Finalmente, pedimos ao padre jubilar um pensamento sobre a vida missionária, deixamos ainda a pergunta sobre a pertença ao IMC, e uma oração de agradecimento por este ano jubilar.

Sobre a vida missionária
“A vida missionária é algo que torna a pessoa feliz. Vamos encontrar dificuldades, mas se tivermos uma vida de comunhão com Deus, nunca iremos baixar os braços. É muito bom doar a vida servindo os irmãos. É uma grande consolação dar-se conta que as pessoas que vais encontrar no caminho vão perceber que o amor de Deus passa através de ti para essas pessoas. A vida vale enquanto é doada, enquanto é partilhada. Se fizermos isso, a vida será uma Eucaristia vivente. Por mim, vivi sempre a Missão como uma paixão por Deus e uma paixão pelo povo”.

Voltaria a ser missionário da Consolata?
“Sim, sem dúvida, não duvidaria um segundo.
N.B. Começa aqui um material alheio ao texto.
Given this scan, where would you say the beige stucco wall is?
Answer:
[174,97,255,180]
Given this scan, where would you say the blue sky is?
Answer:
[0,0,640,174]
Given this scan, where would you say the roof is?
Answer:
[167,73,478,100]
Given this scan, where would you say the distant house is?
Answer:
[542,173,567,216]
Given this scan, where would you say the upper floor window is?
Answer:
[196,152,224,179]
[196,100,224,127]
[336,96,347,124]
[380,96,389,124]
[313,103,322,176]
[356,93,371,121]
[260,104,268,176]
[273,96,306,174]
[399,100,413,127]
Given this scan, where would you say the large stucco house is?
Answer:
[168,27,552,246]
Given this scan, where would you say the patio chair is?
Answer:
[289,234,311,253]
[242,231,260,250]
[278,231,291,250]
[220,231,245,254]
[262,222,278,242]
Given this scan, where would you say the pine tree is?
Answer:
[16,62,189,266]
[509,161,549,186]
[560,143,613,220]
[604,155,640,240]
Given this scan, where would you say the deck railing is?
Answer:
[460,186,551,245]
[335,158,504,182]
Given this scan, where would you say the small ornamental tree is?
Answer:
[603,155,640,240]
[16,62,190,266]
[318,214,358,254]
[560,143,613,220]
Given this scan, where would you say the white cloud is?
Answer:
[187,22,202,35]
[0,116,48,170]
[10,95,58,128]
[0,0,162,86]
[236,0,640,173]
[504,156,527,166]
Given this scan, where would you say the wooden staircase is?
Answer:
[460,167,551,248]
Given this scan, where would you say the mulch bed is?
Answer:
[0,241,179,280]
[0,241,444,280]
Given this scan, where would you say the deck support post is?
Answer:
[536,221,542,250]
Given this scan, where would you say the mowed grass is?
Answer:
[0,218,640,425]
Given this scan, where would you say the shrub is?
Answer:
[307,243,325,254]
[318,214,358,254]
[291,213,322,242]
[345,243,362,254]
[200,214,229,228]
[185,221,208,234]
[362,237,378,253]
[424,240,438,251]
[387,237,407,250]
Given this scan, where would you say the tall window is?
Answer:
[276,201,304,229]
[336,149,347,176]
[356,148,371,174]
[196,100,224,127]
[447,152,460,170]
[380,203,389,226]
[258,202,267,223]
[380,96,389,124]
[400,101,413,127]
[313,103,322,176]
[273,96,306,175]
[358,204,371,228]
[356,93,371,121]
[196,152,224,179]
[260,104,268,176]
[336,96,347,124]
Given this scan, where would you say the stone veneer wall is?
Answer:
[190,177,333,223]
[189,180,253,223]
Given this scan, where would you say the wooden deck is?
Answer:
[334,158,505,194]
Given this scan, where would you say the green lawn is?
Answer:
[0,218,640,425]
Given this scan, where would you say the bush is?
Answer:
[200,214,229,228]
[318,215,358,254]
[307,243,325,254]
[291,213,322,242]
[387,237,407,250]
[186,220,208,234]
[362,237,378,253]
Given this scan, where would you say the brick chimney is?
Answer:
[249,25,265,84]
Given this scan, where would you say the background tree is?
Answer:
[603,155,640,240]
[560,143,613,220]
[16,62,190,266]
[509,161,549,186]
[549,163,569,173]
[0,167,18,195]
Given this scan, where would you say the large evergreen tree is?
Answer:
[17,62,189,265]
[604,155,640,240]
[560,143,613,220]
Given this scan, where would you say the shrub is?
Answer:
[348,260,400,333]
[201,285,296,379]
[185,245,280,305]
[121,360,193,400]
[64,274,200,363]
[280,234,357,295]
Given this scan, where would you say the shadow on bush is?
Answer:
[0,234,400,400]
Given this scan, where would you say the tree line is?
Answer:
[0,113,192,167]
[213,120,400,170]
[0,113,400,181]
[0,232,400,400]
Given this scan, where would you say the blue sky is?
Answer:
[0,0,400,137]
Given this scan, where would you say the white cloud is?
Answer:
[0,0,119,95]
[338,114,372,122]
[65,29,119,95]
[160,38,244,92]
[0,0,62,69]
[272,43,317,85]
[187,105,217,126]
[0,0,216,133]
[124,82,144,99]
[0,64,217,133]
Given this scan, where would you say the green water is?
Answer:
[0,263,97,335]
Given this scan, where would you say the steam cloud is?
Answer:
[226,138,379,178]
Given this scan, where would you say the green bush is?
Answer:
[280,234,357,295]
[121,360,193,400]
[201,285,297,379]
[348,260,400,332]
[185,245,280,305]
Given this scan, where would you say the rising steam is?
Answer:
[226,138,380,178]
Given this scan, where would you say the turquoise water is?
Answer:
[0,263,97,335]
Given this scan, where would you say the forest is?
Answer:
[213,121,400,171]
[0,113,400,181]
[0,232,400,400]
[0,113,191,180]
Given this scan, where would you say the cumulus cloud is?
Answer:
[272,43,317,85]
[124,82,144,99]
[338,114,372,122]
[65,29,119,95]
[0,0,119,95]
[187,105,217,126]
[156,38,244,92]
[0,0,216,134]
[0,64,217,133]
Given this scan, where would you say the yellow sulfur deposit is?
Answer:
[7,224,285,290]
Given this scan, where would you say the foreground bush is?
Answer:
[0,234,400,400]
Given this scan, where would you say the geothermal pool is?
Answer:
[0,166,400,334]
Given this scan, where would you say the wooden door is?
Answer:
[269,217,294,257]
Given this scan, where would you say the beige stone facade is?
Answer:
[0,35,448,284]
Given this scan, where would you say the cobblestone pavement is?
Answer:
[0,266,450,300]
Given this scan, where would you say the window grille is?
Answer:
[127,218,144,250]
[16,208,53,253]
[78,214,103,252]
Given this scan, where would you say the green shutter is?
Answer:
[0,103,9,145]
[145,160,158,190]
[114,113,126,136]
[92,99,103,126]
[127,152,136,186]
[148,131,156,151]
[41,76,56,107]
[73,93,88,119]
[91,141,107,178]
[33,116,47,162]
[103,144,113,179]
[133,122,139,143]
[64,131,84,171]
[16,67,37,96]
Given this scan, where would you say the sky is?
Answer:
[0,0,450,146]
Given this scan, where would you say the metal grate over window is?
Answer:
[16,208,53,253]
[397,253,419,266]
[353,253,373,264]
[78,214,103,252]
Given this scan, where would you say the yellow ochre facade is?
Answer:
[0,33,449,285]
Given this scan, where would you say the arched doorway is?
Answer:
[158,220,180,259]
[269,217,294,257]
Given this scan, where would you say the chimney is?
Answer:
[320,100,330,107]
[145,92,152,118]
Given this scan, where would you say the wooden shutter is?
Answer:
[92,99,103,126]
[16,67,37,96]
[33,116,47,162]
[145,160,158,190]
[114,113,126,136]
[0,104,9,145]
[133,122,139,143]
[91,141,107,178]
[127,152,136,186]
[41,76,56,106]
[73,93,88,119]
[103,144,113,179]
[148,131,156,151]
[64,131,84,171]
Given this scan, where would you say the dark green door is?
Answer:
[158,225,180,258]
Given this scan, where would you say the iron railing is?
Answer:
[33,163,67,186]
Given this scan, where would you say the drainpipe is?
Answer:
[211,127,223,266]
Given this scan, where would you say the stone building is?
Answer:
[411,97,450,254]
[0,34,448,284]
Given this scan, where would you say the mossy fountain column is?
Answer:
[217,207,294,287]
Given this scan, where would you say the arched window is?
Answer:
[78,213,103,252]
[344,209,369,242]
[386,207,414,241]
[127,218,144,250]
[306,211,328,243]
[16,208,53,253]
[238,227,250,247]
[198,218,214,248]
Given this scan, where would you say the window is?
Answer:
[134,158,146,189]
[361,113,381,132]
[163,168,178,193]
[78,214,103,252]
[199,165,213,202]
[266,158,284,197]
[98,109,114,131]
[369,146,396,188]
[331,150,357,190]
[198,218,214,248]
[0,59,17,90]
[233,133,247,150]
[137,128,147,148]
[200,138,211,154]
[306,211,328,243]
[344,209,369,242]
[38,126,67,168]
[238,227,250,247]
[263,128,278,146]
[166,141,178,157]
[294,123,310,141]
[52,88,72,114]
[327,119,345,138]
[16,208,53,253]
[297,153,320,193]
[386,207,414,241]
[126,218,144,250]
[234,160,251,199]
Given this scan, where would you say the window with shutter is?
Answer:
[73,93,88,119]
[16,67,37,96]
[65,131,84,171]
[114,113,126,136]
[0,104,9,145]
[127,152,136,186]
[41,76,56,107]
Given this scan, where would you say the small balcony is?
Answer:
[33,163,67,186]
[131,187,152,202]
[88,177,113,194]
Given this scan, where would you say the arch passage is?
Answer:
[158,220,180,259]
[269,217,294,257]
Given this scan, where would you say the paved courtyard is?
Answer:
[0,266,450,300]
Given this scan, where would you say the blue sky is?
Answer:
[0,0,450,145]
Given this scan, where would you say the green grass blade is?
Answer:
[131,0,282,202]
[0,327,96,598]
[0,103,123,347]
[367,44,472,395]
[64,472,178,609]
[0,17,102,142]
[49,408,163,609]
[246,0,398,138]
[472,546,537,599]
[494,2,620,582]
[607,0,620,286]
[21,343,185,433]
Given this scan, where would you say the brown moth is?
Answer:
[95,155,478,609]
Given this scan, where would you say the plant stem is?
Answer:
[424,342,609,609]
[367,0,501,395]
É muito bom ser missionário da Consolata. Que bom encontrar um IMC onde quer que eu vá!”

Uma oração
“Que os meus lábios cantem sempre a misericórdia de Deus, porque Ele pós sempre toda a confiança em mim e sempre guiou os meus passos no caminho da missão. E, assim, não deixarei de o louvar e de agradecer, porque Ele sempre me socorreu nas horas mais difíceis da minha vida missionária.”